The wind had been blowing toward the river. It reversed direction.
Pale-faced, holding her breath, Mrs. Ruggio scooped up Bootsie. His muzzle pressed tightly against the fur jacket. The terrier gave a frightened cry. Mrs. Ruggio loosened her grip enough for the animal to breathe.
She saw no one as she hurried from the park. No one saw her, she hoped. Her heartbeat did not slow to normal until she’d crossed Riverside Drive and gotten halfway to West End Avenue.
She’d narrowly avoided an unpleasant experience, but she was safe now. She wouldn’t have to talk to the police about dead bodies.
“Tonight, Bootsie,” she whispered to the shaking gray ball in her arms, “we take our walk in Central Park.”
Bootsie growled.
Twenty minutes later, Richard Alexander Jones’s corpse was rediscovered by a middle-aged man in a powder-blue jogging suit.
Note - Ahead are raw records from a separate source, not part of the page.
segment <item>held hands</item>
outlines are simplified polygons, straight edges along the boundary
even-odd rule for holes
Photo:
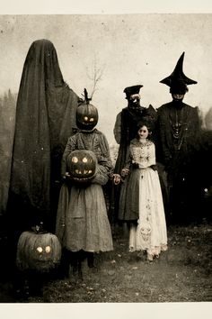
[[[121,181],[121,177],[119,176],[119,174],[113,174],[112,178],[113,178],[113,183],[115,185],[119,185],[119,182]]]

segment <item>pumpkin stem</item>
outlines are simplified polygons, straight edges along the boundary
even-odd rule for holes
[[[44,230],[44,226],[43,226],[43,222],[40,222],[40,224],[36,224],[35,226],[31,227],[32,231],[36,233],[44,233],[47,232]]]
[[[85,99],[85,102],[86,104],[88,105],[89,104],[89,101],[91,101],[91,97],[88,97],[88,93],[87,93],[87,90],[86,88],[84,89],[84,99]]]

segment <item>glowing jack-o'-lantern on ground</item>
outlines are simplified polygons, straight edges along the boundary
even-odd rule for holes
[[[97,159],[92,150],[76,150],[67,158],[67,169],[71,179],[76,182],[88,182],[96,173]]]
[[[49,272],[61,260],[61,245],[53,233],[40,231],[23,232],[18,241],[16,265],[20,270]]]

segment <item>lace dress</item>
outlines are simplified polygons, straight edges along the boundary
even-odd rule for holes
[[[146,251],[154,257],[167,249],[167,231],[159,177],[152,165],[155,165],[155,144],[133,140],[126,165],[130,174],[121,189],[120,206],[123,196],[127,200],[119,215],[128,221],[137,220],[137,226],[129,232],[130,251]]]

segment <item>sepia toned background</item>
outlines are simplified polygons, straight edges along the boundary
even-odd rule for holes
[[[117,114],[126,106],[126,87],[142,84],[141,105],[170,100],[159,81],[173,70],[183,51],[184,73],[198,81],[184,102],[205,115],[212,106],[212,14],[19,14],[0,15],[0,94],[18,92],[32,41],[51,41],[65,81],[81,96],[86,87],[98,107],[98,128],[114,143]]]

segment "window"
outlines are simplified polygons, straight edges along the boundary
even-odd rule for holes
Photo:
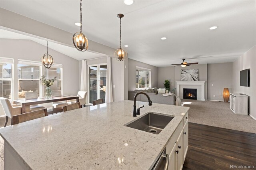
[[[36,91],[40,95],[41,69],[40,62],[18,60],[18,99],[25,98],[28,91]]]
[[[13,59],[0,57],[0,97],[12,99]]]
[[[151,85],[151,70],[136,67],[136,88],[150,87]]]
[[[61,83],[62,81],[62,67],[61,64],[54,64],[50,69],[44,69],[44,75],[46,77],[47,79],[53,79],[55,77],[56,80],[54,83],[51,86],[51,90],[61,90]],[[44,85],[43,85],[44,86]],[[44,90],[46,89],[46,87],[44,86]]]

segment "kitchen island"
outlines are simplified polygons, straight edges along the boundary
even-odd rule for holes
[[[151,169],[182,123],[183,127],[189,108],[147,105],[136,102],[137,108],[145,105],[137,117],[133,101],[123,101],[1,128],[5,169]],[[157,134],[124,126],[149,112],[174,117]]]

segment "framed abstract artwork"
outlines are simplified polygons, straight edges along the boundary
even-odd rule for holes
[[[198,81],[199,70],[186,69],[181,70],[180,80],[182,81]]]

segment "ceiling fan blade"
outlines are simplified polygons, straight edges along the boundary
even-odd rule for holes
[[[187,65],[188,65],[188,64],[190,64],[190,65],[191,65],[191,64],[198,64],[198,62],[197,62],[197,63],[188,63],[187,64]]]

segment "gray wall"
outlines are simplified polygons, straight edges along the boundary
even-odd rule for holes
[[[15,47],[14,49],[13,47]],[[45,46],[30,40],[1,39],[0,47],[0,56],[14,58],[14,67],[17,67],[18,59],[40,61],[42,56],[46,52]],[[62,65],[63,94],[76,95],[79,87],[78,61],[52,49],[49,49],[49,53],[52,56],[54,63]],[[14,99],[17,99],[17,69],[14,69]]]
[[[136,67],[140,67],[151,70],[151,87],[158,86],[158,67],[132,59],[128,59],[128,90],[134,90],[136,88]]]
[[[250,87],[240,86],[240,71],[250,69]],[[233,63],[233,85],[234,93],[248,96],[249,113],[256,119],[256,46]]]
[[[171,89],[174,88],[174,67],[158,68],[158,88],[164,88],[164,83],[166,80],[170,81]]]
[[[207,71],[208,100],[223,101],[224,88],[233,91],[233,63],[208,64]]]

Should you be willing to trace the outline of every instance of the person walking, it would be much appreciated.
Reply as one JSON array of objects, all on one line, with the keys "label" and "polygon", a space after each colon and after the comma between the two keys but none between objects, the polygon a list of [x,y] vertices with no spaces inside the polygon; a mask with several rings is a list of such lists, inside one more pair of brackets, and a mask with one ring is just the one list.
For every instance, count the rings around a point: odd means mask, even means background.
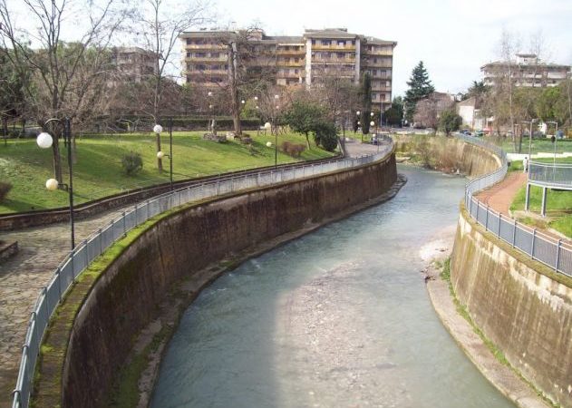
[{"label": "person walking", "polygon": [[522,172],[526,173],[528,171],[528,156],[525,156],[522,160]]}]

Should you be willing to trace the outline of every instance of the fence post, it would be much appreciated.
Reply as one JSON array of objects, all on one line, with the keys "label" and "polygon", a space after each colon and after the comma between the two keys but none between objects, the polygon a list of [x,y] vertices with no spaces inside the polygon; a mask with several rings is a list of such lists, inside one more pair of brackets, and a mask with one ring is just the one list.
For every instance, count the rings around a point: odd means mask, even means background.
[{"label": "fence post", "polygon": [[556,248],[556,265],[554,270],[558,271],[558,264],[560,263],[560,246],[562,245],[562,239],[558,239],[558,246]]},{"label": "fence post", "polygon": [[532,248],[530,248],[530,257],[534,259],[534,242],[537,238],[537,228],[532,230]]},{"label": "fence post", "polygon": [[58,280],[58,292],[60,294],[60,302],[62,301],[62,278],[60,277],[61,271],[62,269],[60,268],[60,267],[55,268],[55,276],[57,277]]}]

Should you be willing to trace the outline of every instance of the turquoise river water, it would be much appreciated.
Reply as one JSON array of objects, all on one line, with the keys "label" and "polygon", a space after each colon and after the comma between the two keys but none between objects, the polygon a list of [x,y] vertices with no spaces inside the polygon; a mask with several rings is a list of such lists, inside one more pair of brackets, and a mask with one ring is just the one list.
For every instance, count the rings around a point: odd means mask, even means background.
[{"label": "turquoise river water", "polygon": [[153,408],[513,407],[435,315],[422,247],[466,180],[399,168],[392,200],[244,263],[187,310]]}]

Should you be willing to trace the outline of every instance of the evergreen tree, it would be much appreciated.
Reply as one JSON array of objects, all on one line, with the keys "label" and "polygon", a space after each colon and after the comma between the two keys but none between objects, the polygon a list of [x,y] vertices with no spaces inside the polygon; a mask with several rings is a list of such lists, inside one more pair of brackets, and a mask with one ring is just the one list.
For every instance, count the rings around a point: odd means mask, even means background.
[{"label": "evergreen tree", "polygon": [[417,102],[435,92],[435,88],[429,81],[429,73],[423,66],[422,61],[420,61],[417,66],[413,68],[412,77],[407,82],[407,84],[409,89],[405,92],[403,102],[405,105],[405,119],[411,122],[413,120]]}]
He was looking for a phone booth when he saw a pair of oddly matched uniformed patrolmen enter the park.
“Officers!” he called. “Thank God I don’t have to go through the 911 number!”
The patrolmen halted, exchanging glances. “You the one found the body?” asked the tall one.
“Just now. How did you know? This way.”
“Wait a minute,” snapped the short one. “That’s north. The dispatcher said the old man was near the river.”